はい。社員一人ひとりの生産性向上には、特に力を入れて取り組んできました。営業だけでなくマーケティング部門の社員についても、どれだけお客様に貢献しているか、事業に利益をもたらしているかを定常的に測り、トラッキングしていく試みを行っています。
また、弊社は買収合併により海外のグループ会社を増やしてきたという経緯があるので、どうしてもロールをグローバルで統一するのが難しいというハードルがあったのですが、グローバルでジョブ型の徹底も進んできています。マーケティング組織でもジョブレベルをきちんと定義しており、たとえばマーケティング・アナリストは日本でもイギリスでも同じジョブの定義に基づき、同じ基準で評価を受けられるようになっています。これにより、世界中、どこでも働けるようなグローバル人材を育成していく狙いです。
このようにお話しすると、厳しいイメージを持たれることもあるのですが、良い意味での緊張感を作れていると感じています。

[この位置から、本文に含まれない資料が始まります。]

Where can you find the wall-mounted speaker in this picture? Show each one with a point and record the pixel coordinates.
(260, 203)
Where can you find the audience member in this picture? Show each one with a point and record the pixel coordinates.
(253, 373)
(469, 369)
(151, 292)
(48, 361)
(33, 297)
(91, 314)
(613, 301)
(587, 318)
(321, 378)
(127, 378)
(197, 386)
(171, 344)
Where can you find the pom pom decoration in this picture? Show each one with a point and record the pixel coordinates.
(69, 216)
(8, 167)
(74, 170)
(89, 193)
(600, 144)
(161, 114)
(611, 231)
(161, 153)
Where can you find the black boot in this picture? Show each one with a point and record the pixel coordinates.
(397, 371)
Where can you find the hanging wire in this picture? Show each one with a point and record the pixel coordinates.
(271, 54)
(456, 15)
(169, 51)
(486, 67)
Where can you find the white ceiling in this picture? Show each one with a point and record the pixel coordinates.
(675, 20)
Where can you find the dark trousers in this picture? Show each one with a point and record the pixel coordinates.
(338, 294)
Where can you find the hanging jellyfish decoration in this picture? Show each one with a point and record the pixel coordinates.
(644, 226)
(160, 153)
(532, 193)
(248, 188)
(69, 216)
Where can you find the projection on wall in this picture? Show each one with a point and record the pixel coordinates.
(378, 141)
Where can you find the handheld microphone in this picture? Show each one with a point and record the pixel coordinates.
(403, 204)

年功序列での評価ではなく、自分の成果がきちんと評価されるようになっていますし、ジョブ型への移行にともない、自分のやりたいロールに応募=ポスティングできるよう制度も変化させています。実際、ポスティングの制度はよく使われています。実に7,500人近くがこの3年でポスティングの制度を利用しているんですよ。
──ロールチェンジをする際、新たに学ぶ機会も提供されているのでしょうか?
もちろんです。マーケティングでは、ストラテジー/プランニング/エグゼキューションの大きく3つに領域を分けており、「市場分析」「効果検証」といった具合にさらに細分化してロールを設定しています。各ロールで学習が進んでいくようエキスパートを設けて教育の機会を作っています。
加えて、ITSMAなどグローバルで権威のあるマーケティング認定試験の合格をサポートしており、毎年30〜40名の認定者を出しています。富士通はこんなことを勉強させてくれるんだ、と知った方々の転職希望も増えています。
私も、フィールドマーケティングやブランディングなどを実務で経験する中で、自身のスキルを広げてきました。今、CMOというポジションにいるのは、そうした積み重ねがあるからです。マーケターにおいては、こうしたスキルアップやリスキリングの機会が非常に重要だと思います。
──最後にマーケティングの展望をお聞かせください。
入社時から私のゴールは変わっていません。富士通でブランディング×デマジェンの2軸を両立させることを目指しています。ブランディングはアートであり、デマジェンはデータを用いたサイエンスです。アート×サイエンスをグローバルで進化させていき、パートナー企業の皆さんとコラボレーションしながら各々のパーパスを実現させていくことが、今後も大きな柱になります。